After a year of head-scratching, Greg concluded that the coupe and the nose weren't a match, and the assembly was back on eBay. Responses started filling Greg's e-mail inbox, including one from Rick Rennebohm from Washington: "I bought this car from Keith Treece in the Sixties and it has not seen daylight for many years. If you want information and the hot rod history, you can call me." Instead of selling the track-nose, Greg bought the car, and so began the restoration of the survivor you're looking at here.
When the roadster was originally hot rodded in California in 1948, it was a channeled, open-wheel car, and was already sporting the aluminum track-nose, along with a souped-up Flathead and hand-painted flames.
In 1956, Jerry Sprague bought the roadster. He and fellow members of the Grinders car club in Seattle bobbed the frame horns, fabbed a custom grille for the track-nose, and painted the car light blue.
A year later, fellow Grinder Keith Treece bought the roadster and gave it a complete makeover. The Flattie was swapped for a '55 265ci OHV V-8, bored, balanced, and rebuilt using '58 Corvette FI ported heads, a Duntov solid lifter cam, and a polished Weiand intake with four 94 carbs. Keith made the body mods in his driveway, adding a polished aluminum firewall and floorboards, bobbed fenders, handbuilt running boards, and Nerf bars. The interior modifications (described below) were created during this same period. All this, plus the eye-popping '59 Buick Lido Lavender paint, caught the attention of several magazines, including Hot Rod in 1961 and Car Craft in 1965.

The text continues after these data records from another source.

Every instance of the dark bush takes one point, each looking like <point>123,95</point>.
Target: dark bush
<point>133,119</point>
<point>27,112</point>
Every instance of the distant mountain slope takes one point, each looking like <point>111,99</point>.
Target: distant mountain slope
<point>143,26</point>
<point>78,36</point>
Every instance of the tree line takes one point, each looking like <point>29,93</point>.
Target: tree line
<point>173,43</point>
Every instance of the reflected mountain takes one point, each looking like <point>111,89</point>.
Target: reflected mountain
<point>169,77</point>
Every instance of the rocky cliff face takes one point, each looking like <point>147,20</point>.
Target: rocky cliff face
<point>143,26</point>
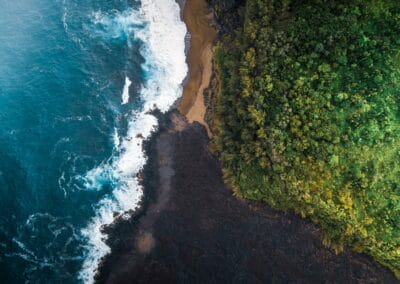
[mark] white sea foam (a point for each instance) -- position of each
(158, 25)
(125, 92)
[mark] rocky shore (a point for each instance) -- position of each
(190, 229)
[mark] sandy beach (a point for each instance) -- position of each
(191, 229)
(197, 17)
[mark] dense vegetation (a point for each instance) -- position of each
(307, 116)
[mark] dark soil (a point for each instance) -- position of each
(192, 230)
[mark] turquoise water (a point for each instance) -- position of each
(77, 79)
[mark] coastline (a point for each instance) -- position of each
(198, 17)
(191, 229)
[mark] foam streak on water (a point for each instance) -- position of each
(125, 92)
(158, 25)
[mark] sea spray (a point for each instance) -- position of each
(157, 24)
(125, 92)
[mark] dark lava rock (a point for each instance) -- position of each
(192, 230)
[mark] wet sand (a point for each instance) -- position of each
(197, 17)
(190, 229)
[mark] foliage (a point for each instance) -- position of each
(308, 116)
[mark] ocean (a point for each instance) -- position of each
(78, 82)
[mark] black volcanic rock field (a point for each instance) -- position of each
(192, 230)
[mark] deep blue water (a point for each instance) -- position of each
(63, 66)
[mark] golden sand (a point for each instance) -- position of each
(197, 18)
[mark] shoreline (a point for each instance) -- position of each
(189, 227)
(197, 17)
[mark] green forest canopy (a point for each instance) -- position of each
(308, 116)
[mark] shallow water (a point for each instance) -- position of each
(77, 79)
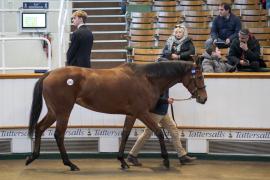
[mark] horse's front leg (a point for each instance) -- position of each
(151, 124)
(129, 122)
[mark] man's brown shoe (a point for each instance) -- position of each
(133, 160)
(186, 159)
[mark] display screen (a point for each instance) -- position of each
(34, 20)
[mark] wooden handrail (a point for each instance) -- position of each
(179, 127)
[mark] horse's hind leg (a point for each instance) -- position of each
(129, 122)
(61, 126)
(151, 124)
(44, 124)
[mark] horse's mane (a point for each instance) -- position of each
(161, 69)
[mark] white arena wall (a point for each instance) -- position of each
(236, 113)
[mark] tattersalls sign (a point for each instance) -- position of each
(116, 132)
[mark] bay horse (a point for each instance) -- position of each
(131, 89)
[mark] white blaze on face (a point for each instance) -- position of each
(70, 82)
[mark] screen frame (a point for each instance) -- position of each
(22, 22)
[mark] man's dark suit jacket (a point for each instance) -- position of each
(80, 48)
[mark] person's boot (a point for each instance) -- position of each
(186, 159)
(133, 160)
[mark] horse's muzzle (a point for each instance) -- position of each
(201, 100)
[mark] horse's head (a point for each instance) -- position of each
(194, 82)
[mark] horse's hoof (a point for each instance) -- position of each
(29, 159)
(124, 165)
(166, 163)
(74, 168)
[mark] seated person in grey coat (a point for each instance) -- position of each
(213, 62)
(178, 46)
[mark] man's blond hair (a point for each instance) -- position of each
(81, 14)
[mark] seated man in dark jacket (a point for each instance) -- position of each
(245, 52)
(178, 46)
(225, 27)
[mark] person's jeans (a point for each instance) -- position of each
(123, 6)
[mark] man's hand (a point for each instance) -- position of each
(170, 100)
(228, 41)
(243, 46)
(244, 62)
(175, 56)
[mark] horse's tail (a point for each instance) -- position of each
(36, 106)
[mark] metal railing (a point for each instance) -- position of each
(63, 11)
(3, 68)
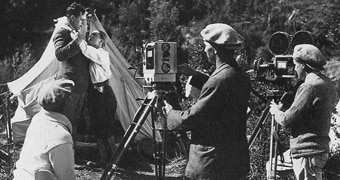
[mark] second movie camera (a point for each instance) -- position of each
(281, 67)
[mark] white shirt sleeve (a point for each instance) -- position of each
(62, 160)
(94, 54)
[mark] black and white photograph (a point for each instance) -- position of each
(170, 90)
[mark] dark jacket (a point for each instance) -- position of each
(217, 121)
(309, 117)
(72, 63)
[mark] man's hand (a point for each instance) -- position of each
(76, 36)
(274, 107)
(186, 70)
(167, 107)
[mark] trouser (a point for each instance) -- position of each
(74, 110)
(310, 167)
(102, 111)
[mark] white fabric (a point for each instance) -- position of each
(126, 88)
(100, 62)
(48, 145)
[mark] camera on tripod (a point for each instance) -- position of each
(160, 62)
(281, 66)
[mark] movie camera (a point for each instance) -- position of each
(159, 72)
(160, 62)
(281, 67)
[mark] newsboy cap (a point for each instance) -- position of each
(54, 93)
(223, 34)
(309, 55)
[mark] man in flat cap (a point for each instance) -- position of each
(218, 147)
(310, 114)
(47, 152)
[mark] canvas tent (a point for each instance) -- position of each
(126, 88)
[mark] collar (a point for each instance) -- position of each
(64, 24)
(312, 76)
(58, 118)
(220, 67)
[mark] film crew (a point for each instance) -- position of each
(73, 64)
(102, 102)
(47, 152)
(309, 115)
(218, 147)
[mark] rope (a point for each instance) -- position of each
(5, 93)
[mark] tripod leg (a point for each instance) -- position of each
(140, 117)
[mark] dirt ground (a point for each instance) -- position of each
(131, 167)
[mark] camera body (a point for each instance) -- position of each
(160, 61)
(281, 66)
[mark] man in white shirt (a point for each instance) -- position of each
(102, 103)
(47, 152)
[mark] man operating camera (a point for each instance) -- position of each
(310, 114)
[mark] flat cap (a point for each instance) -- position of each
(310, 55)
(54, 93)
(223, 34)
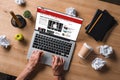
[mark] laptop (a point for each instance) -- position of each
(55, 33)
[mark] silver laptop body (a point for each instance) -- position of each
(52, 33)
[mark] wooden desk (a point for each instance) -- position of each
(13, 61)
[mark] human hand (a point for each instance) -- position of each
(57, 66)
(35, 57)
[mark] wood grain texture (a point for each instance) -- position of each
(13, 60)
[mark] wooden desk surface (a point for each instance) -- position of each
(13, 61)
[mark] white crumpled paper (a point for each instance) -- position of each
(71, 11)
(98, 63)
(20, 2)
(106, 50)
(3, 41)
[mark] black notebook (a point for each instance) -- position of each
(101, 23)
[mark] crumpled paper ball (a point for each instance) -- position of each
(106, 50)
(20, 2)
(3, 41)
(98, 63)
(71, 11)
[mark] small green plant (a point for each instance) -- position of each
(27, 14)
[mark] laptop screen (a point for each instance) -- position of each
(58, 24)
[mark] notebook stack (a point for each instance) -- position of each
(101, 23)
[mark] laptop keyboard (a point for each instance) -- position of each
(52, 45)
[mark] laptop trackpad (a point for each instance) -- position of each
(46, 59)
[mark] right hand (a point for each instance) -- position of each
(57, 66)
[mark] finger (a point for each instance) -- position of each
(53, 59)
(56, 60)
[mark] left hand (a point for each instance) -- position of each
(34, 59)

Rick Rennebohm was the next owner and redid the whole thing to fit the trends of the late Sixties and early Seventies. In addition to replacing the nose and Nerf bars with a modified '32 grille shell and dropped headlight bar, he added five-spoke Americans, a tunnel ram with dual four-barrels, and a 14-inch Cal Custom steering wheel-and covered the white upholstery with black Mar-Hyde dye. The Lido Lavender was updated to candy apple burgundy, with black fenders.

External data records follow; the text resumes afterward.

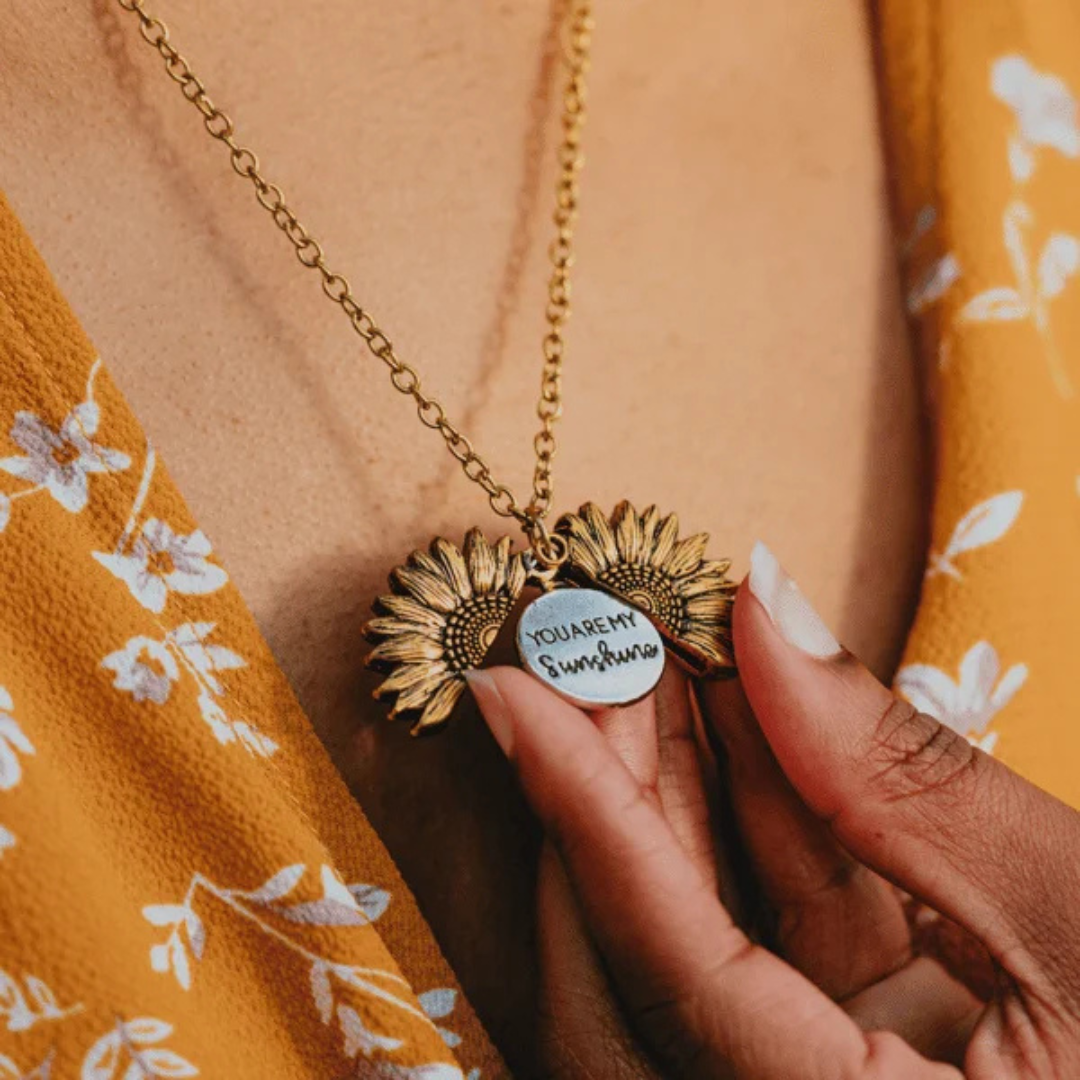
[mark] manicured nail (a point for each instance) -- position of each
(493, 707)
(791, 612)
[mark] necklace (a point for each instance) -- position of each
(617, 592)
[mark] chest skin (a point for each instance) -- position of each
(737, 350)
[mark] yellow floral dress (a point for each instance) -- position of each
(187, 889)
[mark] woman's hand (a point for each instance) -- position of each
(836, 786)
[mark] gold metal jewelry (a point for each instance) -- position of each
(446, 605)
(642, 559)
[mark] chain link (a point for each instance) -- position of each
(405, 378)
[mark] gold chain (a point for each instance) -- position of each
(403, 376)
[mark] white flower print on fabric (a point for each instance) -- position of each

In 1974, Rick put the roadster in storage, where it stayed until he contacted Greg. Luckily, he'd kept most of the parts he'd removed. The exception was the track-nose assembly, which bounced around West Coast swap meets before ending up on eBay in 2001, where Greg found it.

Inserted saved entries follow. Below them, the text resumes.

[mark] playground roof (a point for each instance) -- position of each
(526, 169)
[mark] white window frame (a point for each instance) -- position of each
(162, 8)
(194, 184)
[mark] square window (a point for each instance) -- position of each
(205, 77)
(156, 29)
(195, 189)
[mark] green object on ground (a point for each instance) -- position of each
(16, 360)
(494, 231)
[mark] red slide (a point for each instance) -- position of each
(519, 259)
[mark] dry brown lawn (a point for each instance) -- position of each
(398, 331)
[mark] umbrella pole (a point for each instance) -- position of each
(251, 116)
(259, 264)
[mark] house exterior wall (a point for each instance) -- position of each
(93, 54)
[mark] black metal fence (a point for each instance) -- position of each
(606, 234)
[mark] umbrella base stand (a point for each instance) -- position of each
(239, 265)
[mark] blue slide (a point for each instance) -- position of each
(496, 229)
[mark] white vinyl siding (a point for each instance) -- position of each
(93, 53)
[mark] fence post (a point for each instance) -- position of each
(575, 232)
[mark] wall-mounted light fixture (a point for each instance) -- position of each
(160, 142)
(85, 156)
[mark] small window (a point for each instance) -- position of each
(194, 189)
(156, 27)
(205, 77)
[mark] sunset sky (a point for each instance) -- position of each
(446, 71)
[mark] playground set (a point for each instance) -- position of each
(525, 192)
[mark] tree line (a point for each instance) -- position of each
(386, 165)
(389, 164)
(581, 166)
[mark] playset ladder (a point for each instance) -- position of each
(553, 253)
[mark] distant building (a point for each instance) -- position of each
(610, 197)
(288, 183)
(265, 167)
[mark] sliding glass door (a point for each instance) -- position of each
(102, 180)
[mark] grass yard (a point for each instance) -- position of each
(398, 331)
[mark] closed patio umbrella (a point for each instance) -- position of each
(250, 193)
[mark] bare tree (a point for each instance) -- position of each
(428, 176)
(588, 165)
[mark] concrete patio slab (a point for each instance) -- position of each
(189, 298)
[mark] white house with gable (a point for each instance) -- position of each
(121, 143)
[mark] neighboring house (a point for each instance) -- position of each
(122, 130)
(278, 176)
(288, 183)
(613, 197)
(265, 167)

Once Greg owned both the nose assembly and the car, he knew that such a complete and original hot rod deserved to be restored back to its magazine-feature condition. Careful attention to period correctness was foremost during the restoration, and prior owners provided memories, photos, and technical tips. Approximately 98 percent of the roadster's original hot rod parts were recovered, rebuilt, refinished, rechromed, and reused for this restoration. "In a strange way, I feel the car and its parts came to me seeking restoration," Greg told us.
The buildup took two years, but the project-including research and locating the original parts-took six. Gary Vahling and his crew at Rocky Mountain Street Rods in Arvada, Colorado, assisted with the restoration. At home, Greg got help from his wife Anita, son Gunnar, and daughter Cayley.